His lips parted. He glanced down the hall. But then he gave his head a shake, setting his jaw determinedly.

“I talked to Hannah. We’ve both agreed. We’ve changed our minds. There’s no use in hiding like her parents. What good is safety without freedom? A voice? The Council doesn’t care what we have to say. Silvan Rafferty won’t listen.” He paused, taking the time to cross his arms over his chest. “But you will, Terra. I know you will.”

I sighed as I buttoned up my coat. “Fine,” I said at last. As I walked down the stairs toward the galley, I spoke over my shoulder at him. “But you know that Abba’s gotta be turning in his grave right now.”

Ronen clomped down the stairs after me, laughing a little with every step.

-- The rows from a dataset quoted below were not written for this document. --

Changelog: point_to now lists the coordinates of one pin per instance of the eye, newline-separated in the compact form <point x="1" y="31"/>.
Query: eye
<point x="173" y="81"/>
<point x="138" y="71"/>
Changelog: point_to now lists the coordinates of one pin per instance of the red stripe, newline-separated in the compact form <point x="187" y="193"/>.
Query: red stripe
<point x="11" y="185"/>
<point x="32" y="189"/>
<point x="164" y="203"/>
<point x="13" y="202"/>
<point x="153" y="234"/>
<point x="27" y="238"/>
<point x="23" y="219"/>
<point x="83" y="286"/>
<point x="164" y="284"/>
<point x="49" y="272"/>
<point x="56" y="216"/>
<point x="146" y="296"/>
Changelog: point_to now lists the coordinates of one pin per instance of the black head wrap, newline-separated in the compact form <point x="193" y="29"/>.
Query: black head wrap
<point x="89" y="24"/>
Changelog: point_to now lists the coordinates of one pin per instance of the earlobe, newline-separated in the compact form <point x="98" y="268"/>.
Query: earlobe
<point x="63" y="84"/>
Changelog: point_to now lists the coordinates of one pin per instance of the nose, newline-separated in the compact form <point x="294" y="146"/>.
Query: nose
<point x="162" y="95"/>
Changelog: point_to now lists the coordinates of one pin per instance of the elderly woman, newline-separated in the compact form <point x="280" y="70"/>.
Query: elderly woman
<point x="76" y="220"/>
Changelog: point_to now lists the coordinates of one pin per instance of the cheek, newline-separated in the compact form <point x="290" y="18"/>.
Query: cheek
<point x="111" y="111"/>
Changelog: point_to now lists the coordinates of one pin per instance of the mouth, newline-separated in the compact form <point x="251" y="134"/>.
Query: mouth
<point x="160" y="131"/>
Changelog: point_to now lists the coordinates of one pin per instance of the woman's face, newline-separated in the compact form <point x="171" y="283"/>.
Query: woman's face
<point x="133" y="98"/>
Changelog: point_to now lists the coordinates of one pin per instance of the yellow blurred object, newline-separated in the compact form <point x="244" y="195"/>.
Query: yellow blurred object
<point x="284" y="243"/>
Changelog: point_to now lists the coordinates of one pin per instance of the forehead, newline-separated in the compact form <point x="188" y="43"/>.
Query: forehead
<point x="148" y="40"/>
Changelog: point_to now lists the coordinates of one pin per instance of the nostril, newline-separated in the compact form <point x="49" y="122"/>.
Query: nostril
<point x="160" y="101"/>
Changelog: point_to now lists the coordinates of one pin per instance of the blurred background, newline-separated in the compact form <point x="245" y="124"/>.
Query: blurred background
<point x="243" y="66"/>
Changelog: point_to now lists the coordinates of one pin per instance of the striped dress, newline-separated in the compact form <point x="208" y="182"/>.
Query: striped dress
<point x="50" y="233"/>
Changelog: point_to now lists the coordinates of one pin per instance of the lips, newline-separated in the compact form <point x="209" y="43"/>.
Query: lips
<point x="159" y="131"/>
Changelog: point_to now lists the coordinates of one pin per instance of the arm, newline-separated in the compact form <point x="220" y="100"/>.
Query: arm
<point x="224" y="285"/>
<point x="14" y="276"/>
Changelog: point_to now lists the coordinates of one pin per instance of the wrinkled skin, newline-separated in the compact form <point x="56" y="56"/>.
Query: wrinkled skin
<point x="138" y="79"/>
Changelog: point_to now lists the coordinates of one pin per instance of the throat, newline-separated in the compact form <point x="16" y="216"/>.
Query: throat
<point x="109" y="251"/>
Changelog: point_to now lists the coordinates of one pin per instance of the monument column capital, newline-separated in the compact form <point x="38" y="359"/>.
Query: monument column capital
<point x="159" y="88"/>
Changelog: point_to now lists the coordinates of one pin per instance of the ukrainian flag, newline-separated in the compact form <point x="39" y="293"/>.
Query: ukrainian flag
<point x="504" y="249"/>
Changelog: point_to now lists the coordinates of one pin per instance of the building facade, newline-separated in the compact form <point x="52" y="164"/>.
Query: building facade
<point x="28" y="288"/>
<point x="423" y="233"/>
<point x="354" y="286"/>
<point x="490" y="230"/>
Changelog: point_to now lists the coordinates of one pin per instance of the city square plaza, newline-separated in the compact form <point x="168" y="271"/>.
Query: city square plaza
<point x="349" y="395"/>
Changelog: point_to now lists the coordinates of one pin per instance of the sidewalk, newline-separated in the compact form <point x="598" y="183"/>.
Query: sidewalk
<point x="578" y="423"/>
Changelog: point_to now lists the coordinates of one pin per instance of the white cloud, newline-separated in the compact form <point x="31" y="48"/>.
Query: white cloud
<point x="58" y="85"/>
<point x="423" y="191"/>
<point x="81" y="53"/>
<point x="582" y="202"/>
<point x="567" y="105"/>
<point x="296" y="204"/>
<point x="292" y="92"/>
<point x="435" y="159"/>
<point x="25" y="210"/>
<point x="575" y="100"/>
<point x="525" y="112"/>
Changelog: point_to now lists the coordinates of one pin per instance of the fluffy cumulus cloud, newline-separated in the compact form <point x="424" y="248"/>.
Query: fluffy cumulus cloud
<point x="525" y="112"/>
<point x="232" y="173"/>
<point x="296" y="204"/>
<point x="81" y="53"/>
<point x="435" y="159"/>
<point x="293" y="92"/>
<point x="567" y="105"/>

“Good,” he said. “Let him.”

•  •  •

The old oak doors of the ship’s school were unpolished, and yet they shone in the evening light from the thousands of hands that had touched them on the way to class each day. Back then we’d been proud of our place here—buzzing from classroom to classroom like worker bees, happy to pollinate the world with the Council’s lies. Now we flocked to the school under the cover of uneasy night. Though the planet was radiant in the glass overhead, sparkling with the electricity of the twelve cities that sprawled out across the northern continent, our steps were heavy, fearful. Tonight, here, in the place
where we’d all been inculcated into life on our ship, we would finally decide how to leave it behind.